‘D——n Sir Arthur Custer!’ said the master of the house. ‘Here, Oakley, get out of this! I must see him.’

Oakley got out, and Sir Arthur was ushered in. Sir Arthur looked at his host queerly, and then with much care shut the door.

‘I say, Lock,’ he said, putting his silk hat on the table, ‘it seems to me we’re in a devil of a hole.’

‘Indeed!’ said Simon Lock cautiously.

‘Yes,’ Sir Arthur insisted. ‘Of course I’m sure that when you asked me to join you in this Princesse affair——’

‘You will pardon me, Sir Arthur,’ said Lock, stopping him very politely and formally, ‘I did not ask you to join me.

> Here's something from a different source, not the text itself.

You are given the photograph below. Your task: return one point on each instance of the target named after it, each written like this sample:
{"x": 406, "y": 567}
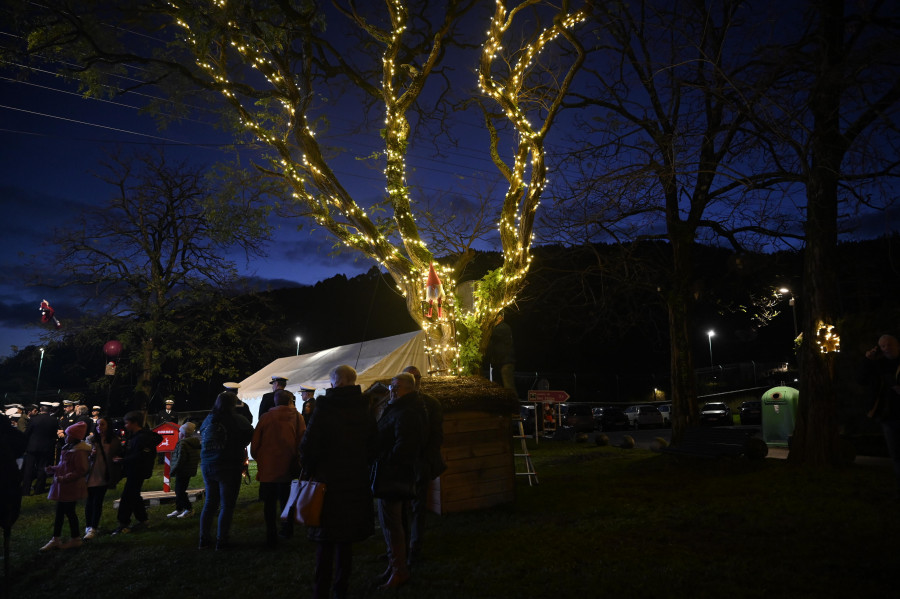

It was yourself who suggested that.’

‘Ah, well!’ said Sir Arthur, with a little less assurance, ‘we won’t quarrel about that. At any rate, I understood from you that we were in for a deuced good thing.’

‘That is so,’ Lock returned. ‘By the way, sit down, Sir Arthur, and remain calm.’

‘Am I not calm?’ asked the member of Parliament, whose pomposity was unaccustomed to be trifled with.

‘Certainly you are calm. I merely ask you to remain so. Now to come to the business in hand. I said, you remind me, that we were in for a good thing. So we were. But some secret force has been working against us. If I could unmask that secret force all would be well, for I could then bring pressure to bear that would effectually—— You understand?’